Thursday, August 2, 2012

Summertime Blues

It's the beginning of August and I'm already feeling a bit of sadness about summer ending in a few weeks.

I've had a nice summer with the exception of having 2 surgeries and then having to spend a lot of time recovering for the month of June.  Plus I also had the one summer class.

My nephew was here for almost 2 months. I brought him back with me to New Mexico, when I wen to Arizona for Phoenix Comic Con.  We took him home this past weekend. Believe me when I say that I was ready for it. I think he was too. 

I love my nephew a lot. I really do but spending 2 months with him was enough time. Too much time. He was starting to really get on my nerves and I'm pretty sure it was reciprocal. The other thing is that when he is around, I really don't get much time to myself. Plus he has this thing where he is constantly poking and picking at me for no reason.  He's 13 almost 14 (he will be on the 7th). He's a teenager and he's a lot taller than me. Because he is taller than me, he thinks he doesn't have to listen to me. He doesn't see me as an authority figure at all. To him, I'm his buddy and his playmate. It's annoying that he doesn't listen to me and I get extremely frustrated with him. It was just time for him to go home. For the both of us.

Yet at the same time, I am a little sad that he's gone. After all, he is my buddy.  We did stuff together all summer. We watched TV shows together and played video games together. It was fun. It's quiet with him gone. Almost too quiet at times.

But at the same time, I'm glad to finally be by myself and not have someone bothering me all the time.  I'm also glad to finally get to spend some time with my parents.

However, the sadness isn't just from my nephew being gone. It's also because of the fact that this is probably my last carefree summer. My last summer of being able to spend a whole summer here in New Mexico. The last summer I'll really get to do things with my nephew.

I'm graduating with my Master's in December. After that I'm not sure what's going to happen. I'll hopefully be looking for and finding a job is all I know. If I somehow get a job by next summer, there is no possibility for me to take off for the whole summer. Especially if the job happens to be in a library and working in the Youth Services department. Practically every library has some sort of Summer Reading Program which I'm most certainly going to be involved in and will be unable to take time off because that just is so involved.

It's a scary thought. I'm not entirely sure if I'm ready to be in the real world but at the same time, I guess I kinda am. I don't really know. It's complicated. I'm not sure I'm ready to be a "grown up". I mean this is what I've worked for but now I'm not sure what I want.

When I think about the fact that this is really the last summer I have, it makes me sad. It had to come sometime and this may be it. Next summer, who knows what it'll be like?

Another thing that's been on my mind lately besides summer ending is therapy. I'm still uncertain if I should go back. Part of me feels it would be a good idea. I think it would be advisable. At least for a little while if not for the entire semester.  I mean I'm fine right now but I'm not sure if things will be quite the same when I get back home.There's also the fact that there are a few things that I'd still like to discuss. Some new things and some old things.
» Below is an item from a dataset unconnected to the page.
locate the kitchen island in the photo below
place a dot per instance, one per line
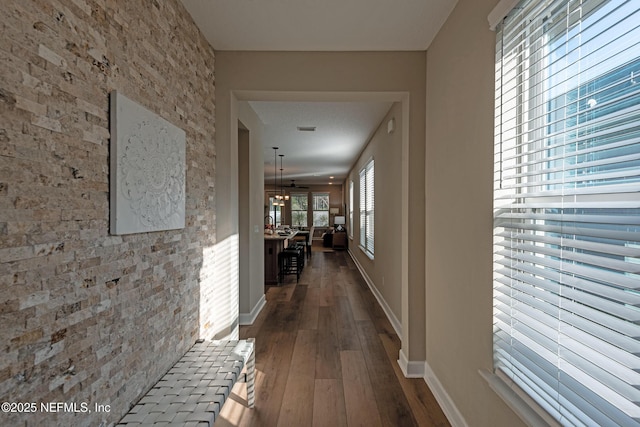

I've also been thinking about therapy in general. I'm not ashamed to admit that I'm in therapy. It has helped me so much and I think there is a good reason for that. I've been in therapy before now. I was in short-term counseling at Oklahoma State and again at UNT for a while before being in long-term.  However, unlike when I was at Oklahoma State, I really don't have any friends in Denton and I think that it explains why I need the therapy. Why I need the help in dealing with things.

I didn't have a whole lot of friends back at Oklahoma State either but I had enough that I was able to deal with things better. I had friends I could talk to about things, help me handle things better.  That's the main difference. I don't have any friends here. Even after going on 2 years. I still don't have any friends in Denton. Not one. I have no one I can talk to when things get too rough.

Sure. I have my Oklahoma friends now. Although technically I met them before I moved to Denton. But while I have them and can contact them when I need them, it's not the same as having someone in the same town as you. My nerdfighter/internet friends are really wonderful but the distance makes things so hard sometimes.

Similarly, I don't have any family close by. When I first moved to Oklahoma, I had a cousin which helped me to adjust a lot easier. Not in Denton. I knew no one. I still don't really know anyone.

I think really that's one of the reasons I'm in therapy. Simply just to have someone to talk to and help me handle things.  My family can't do  anything to help me because they aren't there with me. I have no friends to just call up or come by or do something to distract me and make me feel better.

Therapy gives that to me. Just someone who will listen to me and help me work through things. But I'm still not sure if I need to go back or not.

I've just had moments this summer where I've felt off. Restless. A bit sad. At least as the Summer comes closer to an end. I'm not sure if I'm ready to go back but then again I never really am. I'm not sure I'm ready for this summer to be over. I'm not sure I'm ready to finish up my last semester and find a job.But then I'm not sure what I really am ready for.  If I'll ever be ready.

For now though, I need to not think about all this. I need to just enjoy the rest of the Summer and make the most of it.